В карантин к вновь прибывшим сразу же приходили знакомиться лагерные старожилы. К ворам — воры, к политическим — политические.
Вот и ко мне в один из первых дней моего пребывания в карантине пришли гости: заведующий баней нашего лагпункта — полковник-артиллерист, преподаватель ленинградской Артиллерийской академии Лазарь Львович Окунь — милейший человек, в будущем мой большой друг, и два студента из Москвы. Один из них — Юра Макаров — слушатель военной Авиационной академии и другой — студент Московского университета Слава Стороженко — ныне профессор, академик, если не ошибаюсь, Экологической академии. Когда мы познакомились и поговорили, новые знакомые предложили мне сходить куда-то, недалеко от карантина, на очень интересное мероприятие.
Договорившись с помощью какой-то мзды с дежурившим в карантинной проходной вором Мишкой Лобановым, они вывели меня из карантина и предложили подойти к ближайшей охранной вышке, на которой стоял часовой в синей фуражке и с винтовкой. Подходить к охранным вышкам, стоявшим на четырех углах квадрата территории, занятой нашим лагпунктом, на расстоянии километра одна от другой, можно было довольно близко, до самой «запретки» — полосы свежераспаханной земли, шедшей вдоль всех четырех сторон высокого, увенчанного колючей проволокой забора. Часовой должен был стрелять на поражение и без всякого предупреждения в любого, кто попытается вступить на «запретку», отделенную от территории лагеря рядами «колючки», висящей на деревянных кольях. Ничто из того, что происходит в самом лагере внутри «запретки» — какие-либо передвижения, драки, пожар или еще что-либо, — часового на вышке не касается.

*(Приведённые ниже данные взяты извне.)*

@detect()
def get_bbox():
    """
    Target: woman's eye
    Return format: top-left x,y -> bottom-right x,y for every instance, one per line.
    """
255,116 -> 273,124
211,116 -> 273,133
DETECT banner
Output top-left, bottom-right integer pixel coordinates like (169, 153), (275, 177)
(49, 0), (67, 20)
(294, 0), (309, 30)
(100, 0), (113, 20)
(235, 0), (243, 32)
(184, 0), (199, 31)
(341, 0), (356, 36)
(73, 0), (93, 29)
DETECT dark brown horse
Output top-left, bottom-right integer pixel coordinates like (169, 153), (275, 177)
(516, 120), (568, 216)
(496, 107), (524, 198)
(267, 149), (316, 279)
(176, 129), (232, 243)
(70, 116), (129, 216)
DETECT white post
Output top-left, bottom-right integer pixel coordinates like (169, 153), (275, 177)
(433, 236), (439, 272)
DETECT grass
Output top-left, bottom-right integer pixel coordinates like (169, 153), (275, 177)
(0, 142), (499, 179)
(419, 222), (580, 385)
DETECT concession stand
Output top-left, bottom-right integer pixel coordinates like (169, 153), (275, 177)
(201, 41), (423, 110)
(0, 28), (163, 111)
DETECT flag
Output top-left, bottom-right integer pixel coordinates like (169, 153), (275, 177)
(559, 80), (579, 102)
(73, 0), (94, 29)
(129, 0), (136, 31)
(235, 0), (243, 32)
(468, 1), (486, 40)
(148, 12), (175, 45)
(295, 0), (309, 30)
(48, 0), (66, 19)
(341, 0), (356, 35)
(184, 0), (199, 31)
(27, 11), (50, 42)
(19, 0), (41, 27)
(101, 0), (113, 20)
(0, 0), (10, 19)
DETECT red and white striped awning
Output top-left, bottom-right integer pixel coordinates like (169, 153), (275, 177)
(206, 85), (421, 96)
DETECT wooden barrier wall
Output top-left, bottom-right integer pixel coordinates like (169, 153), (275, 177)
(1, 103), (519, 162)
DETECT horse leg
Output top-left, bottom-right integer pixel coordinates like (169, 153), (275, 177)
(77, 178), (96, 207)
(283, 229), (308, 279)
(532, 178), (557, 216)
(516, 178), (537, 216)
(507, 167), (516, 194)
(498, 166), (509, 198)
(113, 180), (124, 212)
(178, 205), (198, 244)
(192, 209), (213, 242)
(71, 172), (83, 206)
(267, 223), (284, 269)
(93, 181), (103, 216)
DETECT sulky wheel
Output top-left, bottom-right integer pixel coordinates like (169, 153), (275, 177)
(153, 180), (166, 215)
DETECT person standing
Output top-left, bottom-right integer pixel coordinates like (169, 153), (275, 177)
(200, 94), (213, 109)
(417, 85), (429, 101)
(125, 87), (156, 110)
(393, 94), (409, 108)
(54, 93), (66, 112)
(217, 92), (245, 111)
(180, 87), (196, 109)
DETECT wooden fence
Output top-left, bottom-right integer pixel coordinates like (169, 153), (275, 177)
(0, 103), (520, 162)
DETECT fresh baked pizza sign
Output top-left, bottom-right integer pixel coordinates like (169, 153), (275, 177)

Зачем меня сюда привели мои новые друзья, я не понимал. Ничего не происходило. Стоявший на вышке часовой, как мне показалось, какой-то монгол, не обратил на нас ни малейшего внимания.
— Зачем вы меня сюда привели, — спросил я у своих новых знакомых.
— Сейчас узнаете. — Полковник Окунь взглянул на свои наручные часы. — Без двух минут восемь, — продолжил он. — Сейчас узнаете.
Ровно в восемь раздались тяжелые шаги по ступеням не видной нам деревянной лестницы, ведшей на вышку с той стороны забора. На вышку поднялся разводящий — какой-то сержант или старшина с синими с белым погончиками и в синей фуражке. Вслед за ним вступил на вышку новый часовой.
Старшина скомандовал: «Смирно!» Оба солдата вытянулись, глядя друг на друга.
— Пост по охране врагов народа сдал! — рявкнул монгол, поднеся руку к фуражке.
— Пост по охране врагов народа принял! — ответил новый часовой.
На этом вся процедура окончилась, и разводящий увел сменившегося часового.
Мои новые знакомые молча и, как мне показалось, с усмешкой смотрели на меня. Они на собственном опыте знали, какое впечатление должно была произвести на новичка это обычное, ежедневное, рутинное действо.